What I really like to do is cook it in the middle of the day, then turn it off at this point and let it stand for a couple of hours before I heat it up again and season it. I'm sure my brother the chef would be HORRIFIED at that, and all of you health department types, please disregard what I just typed. It's probably not ideal for food safety, but it's GREAT for letting the flavors commingle a bit. Then I put in the herbs.
Seasoning the Sauce
I use thyme, basil, rosemary, oregano, parsley, and alfalfa. Just kidding about the alfalfa -- seeing who's still awake. I stink at measurements, but again, less is more. Too much and your sauce tastes like lawn clippings. If you must measure, start with 1/4 teaspoon, or even less. This is where the all-important tasting spoon comes into play. Stir that pot up and take a taste -- need more? Try a little more oregano and basil. Parsley is really just to keep the dried parsley people in business, God bless 'em. About right? maybe a bit bland? Before you reach for more herbs, give it a shake of salt and pepper -- one tiny shake of cayenne if you're adventurous -- and taste it again. Oh, and remember to wash your tasting spoon between tastings. Or not; you're probably alone in your kitchen and those skinny pets won't tell.
Once you're pretty sure you have the herbs right, add salt and pepper. Go easy on the salt but don't skimp on the pepper.
This sauce is not particularly tomato-y because it's so chunky. That suits my family as we're not big on red sauce. You may want to use more tomato sauce and some tomato paste if you like really tomato-y sauce. Also? Don't forget to fish out the bay leaf!
This makes a huge amount, as you might imagine. I ladle it over my pasta, mix it up, and then bag the rest in a gallon-sized freezer Zip-Loc.

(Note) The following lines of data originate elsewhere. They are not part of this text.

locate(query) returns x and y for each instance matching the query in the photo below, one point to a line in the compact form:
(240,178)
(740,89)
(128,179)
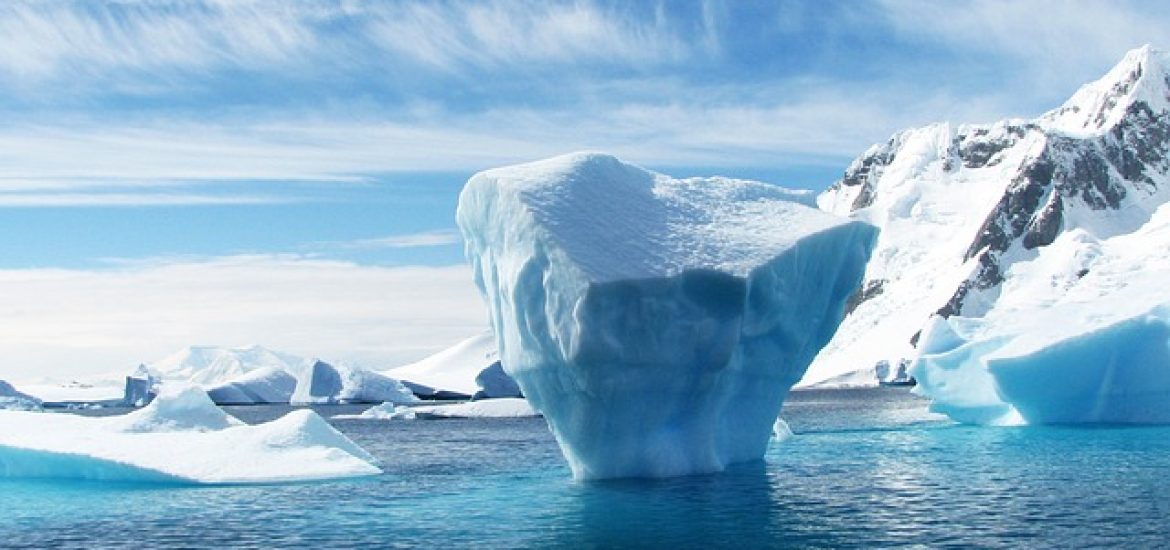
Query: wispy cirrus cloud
(49,39)
(436,238)
(95,321)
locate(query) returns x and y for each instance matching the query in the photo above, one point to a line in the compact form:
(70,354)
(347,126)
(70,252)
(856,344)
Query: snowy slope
(1081,335)
(211,365)
(967,211)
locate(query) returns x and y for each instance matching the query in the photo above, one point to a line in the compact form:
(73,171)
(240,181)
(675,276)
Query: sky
(221,172)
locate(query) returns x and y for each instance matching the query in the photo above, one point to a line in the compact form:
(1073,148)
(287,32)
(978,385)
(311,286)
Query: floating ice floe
(467,369)
(1087,339)
(658,323)
(181,437)
(323,383)
(14,400)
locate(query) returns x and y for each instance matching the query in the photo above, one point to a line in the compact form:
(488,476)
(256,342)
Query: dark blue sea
(866,468)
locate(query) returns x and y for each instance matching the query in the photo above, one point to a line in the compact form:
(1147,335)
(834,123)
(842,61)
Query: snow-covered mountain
(208,365)
(1005,215)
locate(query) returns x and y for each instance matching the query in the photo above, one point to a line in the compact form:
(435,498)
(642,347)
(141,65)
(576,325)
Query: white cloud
(1053,45)
(776,124)
(35,200)
(63,40)
(453,36)
(64,323)
(413,240)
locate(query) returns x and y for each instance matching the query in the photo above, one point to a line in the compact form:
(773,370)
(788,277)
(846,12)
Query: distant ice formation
(181,437)
(323,383)
(465,370)
(14,400)
(1081,336)
(976,217)
(658,323)
(254,376)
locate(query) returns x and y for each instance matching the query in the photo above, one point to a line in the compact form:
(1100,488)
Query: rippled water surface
(866,468)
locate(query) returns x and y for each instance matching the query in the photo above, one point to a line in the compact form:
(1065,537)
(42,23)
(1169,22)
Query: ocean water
(866,468)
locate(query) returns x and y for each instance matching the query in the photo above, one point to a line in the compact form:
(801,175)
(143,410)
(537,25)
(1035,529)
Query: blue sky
(155,139)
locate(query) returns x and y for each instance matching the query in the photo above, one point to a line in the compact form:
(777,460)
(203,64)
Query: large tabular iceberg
(658,323)
(322,383)
(181,437)
(467,369)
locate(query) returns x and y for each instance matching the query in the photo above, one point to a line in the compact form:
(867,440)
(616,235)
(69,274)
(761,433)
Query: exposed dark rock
(867,291)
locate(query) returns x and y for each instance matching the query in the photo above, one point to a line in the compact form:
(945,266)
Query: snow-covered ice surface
(459,368)
(179,438)
(254,387)
(996,217)
(1084,337)
(15,400)
(323,383)
(75,391)
(658,323)
(213,365)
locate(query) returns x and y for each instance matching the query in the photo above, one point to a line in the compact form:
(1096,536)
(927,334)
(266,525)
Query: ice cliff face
(965,211)
(656,323)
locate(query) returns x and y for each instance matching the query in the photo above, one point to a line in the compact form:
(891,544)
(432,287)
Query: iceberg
(467,369)
(140,387)
(656,323)
(14,400)
(1081,336)
(260,386)
(494,383)
(1117,372)
(181,437)
(323,383)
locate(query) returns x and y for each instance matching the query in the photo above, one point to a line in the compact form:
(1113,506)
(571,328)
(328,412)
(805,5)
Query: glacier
(1081,335)
(181,437)
(656,323)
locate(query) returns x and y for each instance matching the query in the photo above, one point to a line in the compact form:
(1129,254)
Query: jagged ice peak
(1142,76)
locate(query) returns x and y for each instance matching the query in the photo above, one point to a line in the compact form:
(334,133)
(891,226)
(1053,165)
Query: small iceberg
(181,437)
(14,400)
(502,407)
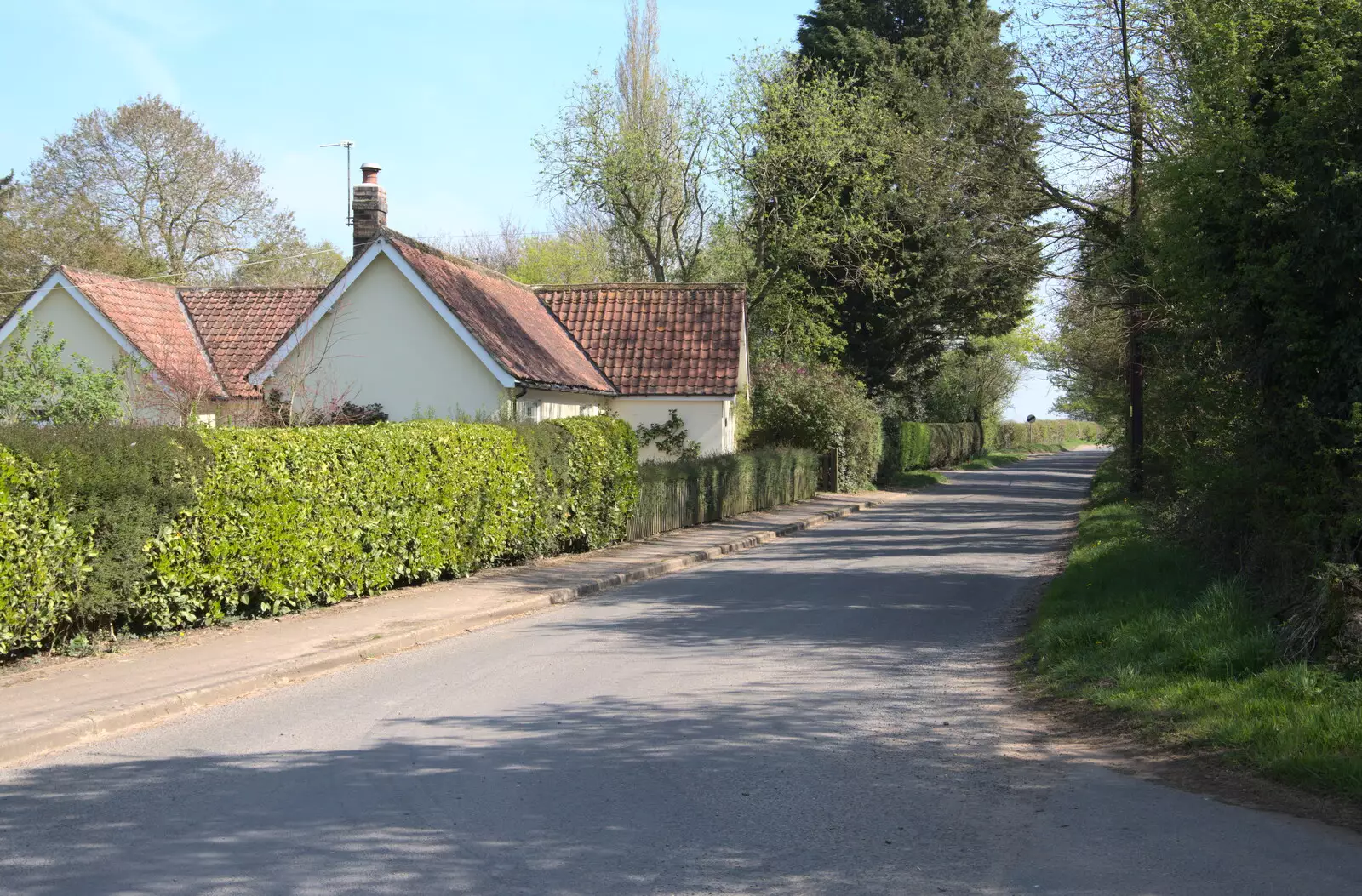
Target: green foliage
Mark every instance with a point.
(821, 408)
(293, 517)
(1044, 432)
(41, 556)
(37, 385)
(976, 380)
(1142, 625)
(694, 492)
(907, 447)
(941, 190)
(122, 485)
(586, 480)
(575, 256)
(671, 437)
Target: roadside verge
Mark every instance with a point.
(54, 705)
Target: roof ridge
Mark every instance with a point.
(635, 285)
(245, 289)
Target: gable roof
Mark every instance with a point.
(240, 326)
(657, 340)
(156, 322)
(506, 317)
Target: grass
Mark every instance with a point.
(992, 459)
(1142, 626)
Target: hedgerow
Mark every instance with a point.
(293, 517)
(692, 492)
(910, 446)
(41, 556)
(122, 485)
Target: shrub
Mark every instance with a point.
(40, 556)
(1042, 432)
(292, 517)
(688, 494)
(122, 483)
(821, 408)
(906, 448)
(586, 483)
(910, 446)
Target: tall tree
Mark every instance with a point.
(152, 174)
(638, 151)
(962, 254)
(1107, 83)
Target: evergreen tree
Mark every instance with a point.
(958, 252)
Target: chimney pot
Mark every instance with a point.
(369, 208)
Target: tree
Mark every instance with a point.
(1107, 82)
(149, 174)
(977, 379)
(804, 165)
(639, 153)
(292, 262)
(34, 237)
(958, 254)
(37, 385)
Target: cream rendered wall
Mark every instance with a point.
(381, 342)
(83, 334)
(558, 405)
(707, 421)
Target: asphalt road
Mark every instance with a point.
(826, 714)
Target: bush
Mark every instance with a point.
(910, 446)
(40, 556)
(688, 494)
(1042, 432)
(122, 483)
(292, 517)
(586, 483)
(821, 408)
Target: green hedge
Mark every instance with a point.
(41, 556)
(1042, 432)
(122, 485)
(295, 517)
(256, 522)
(688, 494)
(912, 446)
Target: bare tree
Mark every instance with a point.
(1107, 86)
(154, 176)
(639, 151)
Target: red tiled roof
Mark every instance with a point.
(506, 319)
(154, 320)
(657, 340)
(242, 326)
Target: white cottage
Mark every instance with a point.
(422, 334)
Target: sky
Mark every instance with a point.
(446, 97)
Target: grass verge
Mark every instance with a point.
(1141, 626)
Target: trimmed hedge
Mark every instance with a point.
(912, 446)
(688, 494)
(41, 556)
(1042, 432)
(122, 485)
(295, 517)
(262, 522)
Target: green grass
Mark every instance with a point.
(1139, 625)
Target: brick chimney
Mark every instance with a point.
(369, 208)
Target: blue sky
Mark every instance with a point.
(444, 95)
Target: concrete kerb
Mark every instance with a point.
(89, 728)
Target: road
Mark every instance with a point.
(827, 714)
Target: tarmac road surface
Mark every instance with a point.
(827, 714)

Works great for lasagna later on.
Serve with a salad or something, but there are enough vegetables in this to choke a bunny, so it could almost be a one-pot meal. As for beverages, I suggest this
but avoid this
unless you, too, want to be horizontal and blurry.
Until next time, 'bye for now from the M.A.T. Bistro!**
*Okay, this includes canned tomatoes and dried spices from jars, and I don't kill any livestock, press my own wine or dig my own salt. But other than that . . .
**So named by my friend Gubby, who is used to my cooking, and insists that "Bistro" adds the class that "Cafe" just doesn't have.